Start (Start time (sec))
End (end time in seconds)
Speaker (speaker label)

The following code shows an example result.

[0.9762308998, 8.9049235993, "SPEAKER_01"]

[9.533106961, 12.1646859083, "SPEAKER_01"]

[13.1324278438, 13.9303904924, "SPEAKER_00"]

[14.3548387097, 26.1884550085, "SPEAKER_00"]

[27.2410865874, 28.2258064516, "SPEAKER_01"]

[28.3446519525, 31.298811545, "SPEAKER_01"]

cleaning

You can set the scaling policy to zero by setting MinCapacity to 0. Asynchronous inference allows you to autoscale to zero without any requests. There is no need to delete the endpoint. It scales from scratch when you need it again, reducing costs when you're not using it. See the code below.

# Common class representing application autoscaling for SageMaker 
client = boto3.client('application-autoscaling') 

# This is the format in which application autoscaling references the endpoint
resource_id='endpoint/' + <endpoint_name> + '/variant/' + <'variant1'> 

# Define and register your endpoint variant
response = client.register_scalable_target(
    ServiceNamespace="sagemaker", 
    ResourceId=resource_id,
    ScalableDimension='sagemaker:variant:DesiredInstanceCount', # The number of EC2 instances for your Amazon SageMaker model endpoint variant.
    MinCapacity=0,
    MaxCapacity=5
)

If you want to delete an endpoint, use the following code:

async_predictor.delete_endpoint(async_endpoint_name)

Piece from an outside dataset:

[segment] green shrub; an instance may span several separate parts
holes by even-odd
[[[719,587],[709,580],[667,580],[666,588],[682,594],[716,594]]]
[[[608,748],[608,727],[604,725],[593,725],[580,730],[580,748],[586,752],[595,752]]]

Advantages of implementing asynchronous endpoints

This solution has the following advantages:

This solution can efficiently process multiple or large audio files.
This example uses a single instance for demonstration purposes. If you use this solution for hundreds or thousands of videos, processed across multiple instances using asynchronous endpoints, you can use autoscaling policies designed for large numbers of source documents. Autoscaling dynamically adjusts the number of instances provisioned to your model as your workload changes.
This solution optimizes resources and reduces system load by separating long-running tasks from real-time inference.

conclusion

In this post, I provided a simple approach to deploying a Hugging Face speaker diarization model to SageMaker using a Python script. Asynchronous endpoints provide an efficient and scalable means to provide diarization prediction as a service and seamlessly accommodate concurrent requests.

Get started with asynchronous speaker diarization for your audio projects today. If you have any questions about getting your own asynchronous diarization endpoint up and running, let us know in the comments.

About the author

Sanjay Tiwary AI/ML Specialist Solutions Architects work with strategic customers to define business requirements, deliver L300 sessions on specific use cases, and deliver scalable, reliable, and performant AI/ML solutions. I spend my time designing ML applications and services. He helped launch and scale his Amazon SageMaker service powered by AI/ML and implemented several proofs of concept using Amazon AI services. He also developed an advanced analytics platform as part of the digital transformation.

Kiran Charapalli is a deep technology business developer in the AWS public sector. He has over 8 years of experience in his AI/ML and 23 years of experience in software development and sales in general. Kiran helps public sector enterprises across India explore and co-create cloud-based solutions that use generative AI technologies, including AI, ML, and large-scale language models.